Geologi dan stratigrafi
Steno, dalam Dissertationis prodromus tahun 1669 dikreditkan dengan empat prinsip yang menentukan ilmu stratigrafi. Banyak yang disederhanakan, ide-idenya adalah:
- hukum superposisi: Strata yang lebih rendah diletakkan lebih awal daripada strata atas.
- prinsip horisontalitas asli: ketika salah satu lapisan atas sedang dibentuk, lapisan bawah telah menjadi padat.
- prinsip kontinuitas lateral: ketika suatu lapisan tertentu sedang dibentuk, ia diliputi pada sisinya oleh zat padat lainnya.

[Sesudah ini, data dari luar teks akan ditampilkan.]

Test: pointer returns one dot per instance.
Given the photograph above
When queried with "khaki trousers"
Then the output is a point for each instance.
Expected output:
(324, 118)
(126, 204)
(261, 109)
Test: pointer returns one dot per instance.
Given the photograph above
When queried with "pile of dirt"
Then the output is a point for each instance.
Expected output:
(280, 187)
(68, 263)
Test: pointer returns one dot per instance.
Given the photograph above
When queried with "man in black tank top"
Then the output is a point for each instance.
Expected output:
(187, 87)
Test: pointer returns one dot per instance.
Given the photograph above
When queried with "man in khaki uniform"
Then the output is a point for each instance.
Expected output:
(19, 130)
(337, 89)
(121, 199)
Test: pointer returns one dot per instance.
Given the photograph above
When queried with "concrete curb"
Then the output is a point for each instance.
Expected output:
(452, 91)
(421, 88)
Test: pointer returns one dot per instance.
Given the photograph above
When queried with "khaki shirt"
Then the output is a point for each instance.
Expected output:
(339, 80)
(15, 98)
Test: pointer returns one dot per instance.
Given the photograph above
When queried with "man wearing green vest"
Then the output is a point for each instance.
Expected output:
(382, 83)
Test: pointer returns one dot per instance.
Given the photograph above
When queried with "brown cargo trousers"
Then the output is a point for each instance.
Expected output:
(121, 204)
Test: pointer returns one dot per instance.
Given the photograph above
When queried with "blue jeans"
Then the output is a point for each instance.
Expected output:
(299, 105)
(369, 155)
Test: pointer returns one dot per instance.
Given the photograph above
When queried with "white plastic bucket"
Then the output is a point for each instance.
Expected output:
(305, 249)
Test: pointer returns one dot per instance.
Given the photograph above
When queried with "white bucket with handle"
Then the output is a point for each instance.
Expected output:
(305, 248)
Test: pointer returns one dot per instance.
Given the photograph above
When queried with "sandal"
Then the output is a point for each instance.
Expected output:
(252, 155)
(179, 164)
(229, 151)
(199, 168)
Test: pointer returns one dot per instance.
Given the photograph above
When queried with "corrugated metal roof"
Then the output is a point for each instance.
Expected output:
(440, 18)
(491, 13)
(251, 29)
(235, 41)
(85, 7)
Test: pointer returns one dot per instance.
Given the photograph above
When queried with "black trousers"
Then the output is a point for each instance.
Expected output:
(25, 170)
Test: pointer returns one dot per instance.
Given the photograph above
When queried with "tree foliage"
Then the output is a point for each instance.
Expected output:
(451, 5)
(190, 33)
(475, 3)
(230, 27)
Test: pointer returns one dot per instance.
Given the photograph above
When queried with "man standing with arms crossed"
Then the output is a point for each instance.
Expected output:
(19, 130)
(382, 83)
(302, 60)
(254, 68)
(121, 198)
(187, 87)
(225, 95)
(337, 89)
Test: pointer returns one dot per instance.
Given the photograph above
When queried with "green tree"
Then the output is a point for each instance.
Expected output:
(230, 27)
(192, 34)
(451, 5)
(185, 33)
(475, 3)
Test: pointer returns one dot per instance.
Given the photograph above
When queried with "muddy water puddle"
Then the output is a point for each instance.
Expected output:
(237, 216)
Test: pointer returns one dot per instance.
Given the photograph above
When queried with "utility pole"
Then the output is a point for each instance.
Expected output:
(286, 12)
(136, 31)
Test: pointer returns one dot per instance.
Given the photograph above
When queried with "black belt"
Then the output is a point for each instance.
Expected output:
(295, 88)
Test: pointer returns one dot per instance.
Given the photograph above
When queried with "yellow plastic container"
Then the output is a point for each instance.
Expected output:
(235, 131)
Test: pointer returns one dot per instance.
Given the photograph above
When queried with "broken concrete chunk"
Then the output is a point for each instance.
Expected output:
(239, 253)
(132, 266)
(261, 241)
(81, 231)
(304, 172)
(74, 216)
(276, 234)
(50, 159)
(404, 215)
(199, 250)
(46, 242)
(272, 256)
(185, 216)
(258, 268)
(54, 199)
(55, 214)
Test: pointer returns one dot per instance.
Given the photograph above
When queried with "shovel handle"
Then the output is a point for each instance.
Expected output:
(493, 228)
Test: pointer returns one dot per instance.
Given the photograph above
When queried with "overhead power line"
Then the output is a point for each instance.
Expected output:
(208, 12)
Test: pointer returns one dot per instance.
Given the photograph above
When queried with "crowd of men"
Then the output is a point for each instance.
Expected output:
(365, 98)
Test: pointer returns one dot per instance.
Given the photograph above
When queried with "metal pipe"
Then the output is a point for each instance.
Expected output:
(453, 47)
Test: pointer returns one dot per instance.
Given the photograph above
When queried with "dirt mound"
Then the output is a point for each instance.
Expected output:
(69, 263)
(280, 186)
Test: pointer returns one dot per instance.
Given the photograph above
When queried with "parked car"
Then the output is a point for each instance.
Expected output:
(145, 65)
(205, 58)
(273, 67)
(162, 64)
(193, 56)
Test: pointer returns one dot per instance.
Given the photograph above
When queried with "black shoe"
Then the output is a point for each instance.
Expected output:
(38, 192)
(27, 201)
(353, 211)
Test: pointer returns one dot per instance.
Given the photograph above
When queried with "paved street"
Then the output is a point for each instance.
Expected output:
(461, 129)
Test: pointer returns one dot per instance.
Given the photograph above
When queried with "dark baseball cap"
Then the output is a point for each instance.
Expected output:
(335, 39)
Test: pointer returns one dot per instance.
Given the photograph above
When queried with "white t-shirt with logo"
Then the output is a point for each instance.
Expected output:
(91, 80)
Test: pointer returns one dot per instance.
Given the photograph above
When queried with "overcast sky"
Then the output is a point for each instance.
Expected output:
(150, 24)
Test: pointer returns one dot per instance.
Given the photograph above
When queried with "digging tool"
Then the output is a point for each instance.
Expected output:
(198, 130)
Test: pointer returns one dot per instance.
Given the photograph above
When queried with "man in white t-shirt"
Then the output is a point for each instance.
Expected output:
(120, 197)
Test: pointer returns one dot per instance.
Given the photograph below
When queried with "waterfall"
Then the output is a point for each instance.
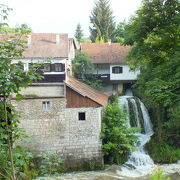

- Ketika setiap strata sedang dibentuk, semua materi yang berada di atasnya adalah cairan, jadi pada saat strata terendah sedang dibentuk, tidak ada strata di atasnya yang ada.
Gagasan Steno masih membentuk dasar stratigrafi dan merupakan kunci dalam pengembangan teori James Hutton tentang siklus pengendapan dasar laut, pengangkatan, erosi, dan penenggelaman yang berulang tanpa batas.